Im Oktober 2002 nahmen drei Mitglieder des
Europäischen Bürgerforums an einer Studienreise nach Marokko teil*. Wir trafen dort mehrere
Mitglieder der Vereinigung der diplomierten Arbeitslosen (Association Nationale de Diplomés Chômeurs, ANCD)
Die ANCD wurde 1991 von Gymnasiasten und Universitätsabsolventen, die keine Arbeit gefunden hatten, gegründet. Ihr gingen die Komitees von Absolventen der Philosophischen Fakultät voraus, die 1984 entstanden waren. Das Problem der massiven Arbeitslosigkeit von Universitätsabsolventen stellte sich in Marokko ab 1980, als die Regierung beschloss, das Hauptgewicht auf die Frage der Sahara und des Krieges zu legen und sozio-ökonomische Probleme vernachlässigte.
Der Großteil der diplomierten Arbeitslosen kommt aus ärmeren Schichten, die Kinder aus reichen Familien finden im allgemeinen leichter eine Anstellung.
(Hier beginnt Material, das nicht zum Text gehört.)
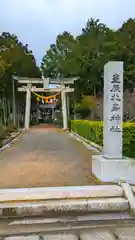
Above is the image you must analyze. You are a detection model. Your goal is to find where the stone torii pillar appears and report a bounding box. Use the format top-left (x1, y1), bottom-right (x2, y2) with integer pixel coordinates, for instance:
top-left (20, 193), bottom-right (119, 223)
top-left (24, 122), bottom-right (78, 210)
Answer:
top-left (24, 83), bottom-right (32, 130)
top-left (61, 89), bottom-right (68, 130)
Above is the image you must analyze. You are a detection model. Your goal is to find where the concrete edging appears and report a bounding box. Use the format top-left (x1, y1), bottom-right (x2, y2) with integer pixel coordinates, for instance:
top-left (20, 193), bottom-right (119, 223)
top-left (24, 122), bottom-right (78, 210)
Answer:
top-left (69, 131), bottom-right (102, 152)
top-left (0, 130), bottom-right (24, 153)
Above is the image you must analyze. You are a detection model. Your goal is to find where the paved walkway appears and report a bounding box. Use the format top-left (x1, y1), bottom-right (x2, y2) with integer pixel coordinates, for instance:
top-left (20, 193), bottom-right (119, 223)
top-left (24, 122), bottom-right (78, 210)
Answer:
top-left (0, 124), bottom-right (99, 188)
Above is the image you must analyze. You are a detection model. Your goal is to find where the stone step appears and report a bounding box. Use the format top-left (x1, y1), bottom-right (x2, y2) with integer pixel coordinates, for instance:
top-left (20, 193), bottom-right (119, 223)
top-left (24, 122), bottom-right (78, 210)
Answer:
top-left (0, 185), bottom-right (124, 203)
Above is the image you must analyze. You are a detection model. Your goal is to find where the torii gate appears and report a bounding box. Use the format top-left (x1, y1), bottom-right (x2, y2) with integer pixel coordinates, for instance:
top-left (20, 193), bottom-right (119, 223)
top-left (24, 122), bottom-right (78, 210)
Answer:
top-left (17, 77), bottom-right (77, 130)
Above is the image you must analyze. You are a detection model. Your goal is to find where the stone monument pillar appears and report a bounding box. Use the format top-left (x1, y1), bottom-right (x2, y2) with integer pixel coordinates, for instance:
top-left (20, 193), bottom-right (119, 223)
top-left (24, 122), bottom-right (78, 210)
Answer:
top-left (92, 62), bottom-right (135, 184)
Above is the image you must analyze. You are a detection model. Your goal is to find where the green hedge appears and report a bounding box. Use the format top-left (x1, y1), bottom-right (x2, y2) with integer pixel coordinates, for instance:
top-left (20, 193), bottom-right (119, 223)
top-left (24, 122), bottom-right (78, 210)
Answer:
top-left (71, 120), bottom-right (135, 158)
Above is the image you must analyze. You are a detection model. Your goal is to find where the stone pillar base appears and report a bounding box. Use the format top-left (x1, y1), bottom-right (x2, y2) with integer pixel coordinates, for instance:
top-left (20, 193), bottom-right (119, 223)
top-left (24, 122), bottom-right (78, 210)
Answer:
top-left (92, 155), bottom-right (135, 184)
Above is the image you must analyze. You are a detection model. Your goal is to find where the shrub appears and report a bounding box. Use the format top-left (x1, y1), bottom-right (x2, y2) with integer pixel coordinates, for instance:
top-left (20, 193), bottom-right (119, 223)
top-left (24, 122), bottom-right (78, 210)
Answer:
top-left (71, 120), bottom-right (135, 157)
top-left (6, 124), bottom-right (17, 134)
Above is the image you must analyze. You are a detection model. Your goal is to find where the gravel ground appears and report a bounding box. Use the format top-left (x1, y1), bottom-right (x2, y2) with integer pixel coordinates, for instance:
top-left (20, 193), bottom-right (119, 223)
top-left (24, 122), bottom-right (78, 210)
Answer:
top-left (0, 126), bottom-right (99, 188)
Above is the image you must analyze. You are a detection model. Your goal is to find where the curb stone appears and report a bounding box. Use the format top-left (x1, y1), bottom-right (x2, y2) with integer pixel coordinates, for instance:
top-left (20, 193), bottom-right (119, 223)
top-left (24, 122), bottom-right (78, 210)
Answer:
top-left (69, 131), bottom-right (102, 153)
top-left (0, 130), bottom-right (24, 153)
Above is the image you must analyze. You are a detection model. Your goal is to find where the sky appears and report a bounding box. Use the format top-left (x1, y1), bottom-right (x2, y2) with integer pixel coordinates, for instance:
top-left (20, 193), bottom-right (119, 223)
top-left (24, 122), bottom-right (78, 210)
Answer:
top-left (0, 0), bottom-right (135, 65)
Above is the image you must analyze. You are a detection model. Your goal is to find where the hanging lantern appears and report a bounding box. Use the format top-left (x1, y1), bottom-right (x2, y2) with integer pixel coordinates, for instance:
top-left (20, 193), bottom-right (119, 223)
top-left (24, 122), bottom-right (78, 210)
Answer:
top-left (42, 98), bottom-right (45, 104)
top-left (45, 98), bottom-right (49, 103)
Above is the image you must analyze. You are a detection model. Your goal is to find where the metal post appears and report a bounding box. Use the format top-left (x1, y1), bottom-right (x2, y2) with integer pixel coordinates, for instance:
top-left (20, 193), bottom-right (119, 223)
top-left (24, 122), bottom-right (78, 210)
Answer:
top-left (25, 83), bottom-right (31, 130)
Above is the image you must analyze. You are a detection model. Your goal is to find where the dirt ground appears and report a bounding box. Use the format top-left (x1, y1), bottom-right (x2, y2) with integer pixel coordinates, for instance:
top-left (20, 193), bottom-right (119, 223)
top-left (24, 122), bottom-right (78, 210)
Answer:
top-left (0, 125), bottom-right (99, 188)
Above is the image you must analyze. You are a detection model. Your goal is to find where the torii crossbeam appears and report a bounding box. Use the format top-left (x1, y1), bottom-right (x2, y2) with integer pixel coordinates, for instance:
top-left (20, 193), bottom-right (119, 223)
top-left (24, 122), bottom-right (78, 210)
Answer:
top-left (16, 77), bottom-right (77, 130)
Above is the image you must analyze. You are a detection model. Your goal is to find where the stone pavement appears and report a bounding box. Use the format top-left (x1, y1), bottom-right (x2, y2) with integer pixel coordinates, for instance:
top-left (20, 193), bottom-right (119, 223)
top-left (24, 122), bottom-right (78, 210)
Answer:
top-left (0, 126), bottom-right (99, 188)
top-left (2, 227), bottom-right (135, 240)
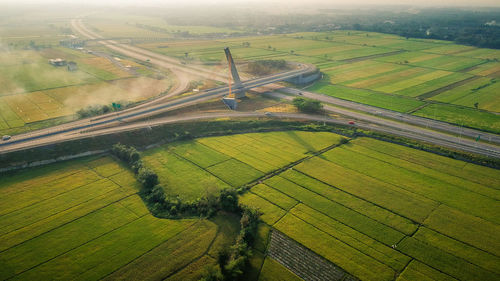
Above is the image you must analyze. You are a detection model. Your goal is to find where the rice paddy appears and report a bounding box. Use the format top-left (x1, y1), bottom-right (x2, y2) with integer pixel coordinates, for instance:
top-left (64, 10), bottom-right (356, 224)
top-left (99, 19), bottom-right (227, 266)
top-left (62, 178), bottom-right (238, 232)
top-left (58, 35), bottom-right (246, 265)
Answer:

Es gibt keine Chancengleichheit auf dem Arbeitsmarkt. Die Ergebnisse der Aufnahmsprüfungen werden gefälscht, Stellen gekauft, es herrscht sowohl auf familiärer als auch auf politischer Ebene Vetternwirtschaft. Die Situation wird dadurch verschärft, dass es keine Arbeitslosenunterstützung gibt.
Den offiziellen Statistiken zufolge gibt es 270.000 diplomierte Arbeitslose, die ANCD schätzt ihre Zahl jedoch auf über 500.000. Es gibt natürlich verschiedene Arten von Diplomen. Die Vereinigung schließt auch Studenten ein, die ihr Studium begonnen haben, aber nicht abschließen konnten.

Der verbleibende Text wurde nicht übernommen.